Elon Musk treibt seine rechtlichen Schritte gegen OpenAI immer noch voran, berichtet Business Insider. Am Dienstag griff er OpenAI erneut an, warf dem Unternehmen vor, seinen ursprünglichen Zweck zu verraten, und verglich es mit einem Holzunternehmen, das mit der Abholzung von Wäldern Geld verdient.

Die Fehde zwischen Musk und Altman geht weiter

Auf dem Qatar Economic Forum in Doha sagte Musk am Dienstag in einem Videointerview noch einmal, dass die ursprüngliche Mission von OpenAI darin bestand, als Open-Source-Non-Profit-Organisation künstliche Intelligenz zum Nutzen der Menschheit zu entwickeln, doch nun habe sie einen grundlegenden Wandel erfahren.

„Jetzt versuchen sie, OpenAI in ein geschlossenes, gewinnorientiertes Unternehmen zu verwandeln, das ihren eigenen wirtschaftlichen Interessen dient.“ Musk sagte.

Musk verließ OpenAI im Jahr 2018 und gründete dann sein eigenes Unternehmen für künstliche Intelligenz, xAI. Er sagte, dass er etwa 50 Millionen US-Dollar investiert habe, als er 2015 zusammen mit OpenAI-CEO Sam Altman OpenAI gründete.

„Das ist so, als würde man sagen, dass Sie eine gemeinnützige Organisation zum Schutz des Amazonas-Regenwalds finanziert haben, diese sich aber in ein Holzunternehmen verwandelt hat, den Wald abgeholzt und dann das Holz verkauft hat.

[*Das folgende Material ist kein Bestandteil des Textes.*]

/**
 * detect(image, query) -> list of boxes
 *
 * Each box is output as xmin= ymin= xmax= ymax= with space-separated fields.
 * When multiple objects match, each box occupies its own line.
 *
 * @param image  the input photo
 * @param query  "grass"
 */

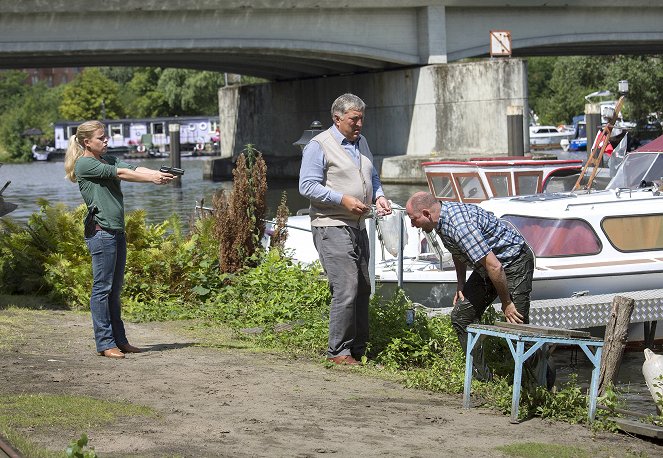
xmin=497 ymin=442 xmax=595 ymax=458
xmin=0 ymin=394 xmax=157 ymax=458
xmin=496 ymin=442 xmax=646 ymax=458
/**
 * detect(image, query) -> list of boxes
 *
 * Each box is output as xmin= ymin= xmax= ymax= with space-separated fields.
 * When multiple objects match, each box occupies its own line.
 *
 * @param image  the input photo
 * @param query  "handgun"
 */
xmin=159 ymin=165 xmax=184 ymax=177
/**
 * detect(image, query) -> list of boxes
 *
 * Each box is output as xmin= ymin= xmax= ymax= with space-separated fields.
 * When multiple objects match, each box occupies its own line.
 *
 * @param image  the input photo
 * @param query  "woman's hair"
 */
xmin=64 ymin=121 xmax=106 ymax=183
xmin=331 ymin=93 xmax=366 ymax=119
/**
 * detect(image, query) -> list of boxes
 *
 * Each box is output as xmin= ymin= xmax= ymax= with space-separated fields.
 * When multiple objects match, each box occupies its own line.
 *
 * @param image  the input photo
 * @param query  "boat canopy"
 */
xmin=606 ymin=152 xmax=663 ymax=189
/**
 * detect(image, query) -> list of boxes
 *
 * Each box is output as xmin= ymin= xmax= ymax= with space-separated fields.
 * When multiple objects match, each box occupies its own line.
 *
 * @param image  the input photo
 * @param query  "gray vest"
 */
xmin=310 ymin=130 xmax=373 ymax=228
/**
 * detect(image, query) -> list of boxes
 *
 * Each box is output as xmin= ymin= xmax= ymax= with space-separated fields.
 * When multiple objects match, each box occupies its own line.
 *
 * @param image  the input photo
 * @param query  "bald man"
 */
xmin=405 ymin=192 xmax=534 ymax=364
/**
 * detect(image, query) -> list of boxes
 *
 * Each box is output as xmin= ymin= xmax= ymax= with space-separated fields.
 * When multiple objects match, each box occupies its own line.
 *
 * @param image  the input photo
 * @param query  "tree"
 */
xmin=60 ymin=68 xmax=124 ymax=121
xmin=0 ymin=83 xmax=63 ymax=161
xmin=528 ymin=56 xmax=663 ymax=125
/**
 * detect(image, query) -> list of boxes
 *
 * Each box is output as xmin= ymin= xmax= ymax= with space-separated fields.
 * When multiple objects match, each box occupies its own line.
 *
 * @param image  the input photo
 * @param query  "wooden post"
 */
xmin=599 ymin=296 xmax=635 ymax=396
xmin=168 ymin=123 xmax=182 ymax=188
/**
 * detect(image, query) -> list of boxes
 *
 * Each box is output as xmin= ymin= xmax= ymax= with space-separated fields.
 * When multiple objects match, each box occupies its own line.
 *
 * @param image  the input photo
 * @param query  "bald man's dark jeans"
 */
xmin=451 ymin=247 xmax=534 ymax=379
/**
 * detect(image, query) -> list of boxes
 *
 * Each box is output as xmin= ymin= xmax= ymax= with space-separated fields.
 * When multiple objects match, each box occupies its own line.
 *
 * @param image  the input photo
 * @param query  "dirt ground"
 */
xmin=0 ymin=309 xmax=663 ymax=457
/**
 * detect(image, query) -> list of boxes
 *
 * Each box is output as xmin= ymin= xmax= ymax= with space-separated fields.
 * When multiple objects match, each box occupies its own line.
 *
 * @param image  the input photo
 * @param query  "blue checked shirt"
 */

Man könnte meinen, Moment, das ist nicht die ursprüngliche Absicht der Finanzierung. Das ist die aktuelle Situation von OpenAI.“ Musk sagte.

Musk verklagte OpenAI erstmals letztes Jahr, zog diese Klage jedoch später zurück und ersetzte sie durch eine separate Klage, in der er dem Unternehmen vorwarf, seine Mission „verraten“ zu haben, als es 2019 eine gewinnorientierte Einheit gründete und 2023 seine Partnerschaft mit Microsoft erweiterte.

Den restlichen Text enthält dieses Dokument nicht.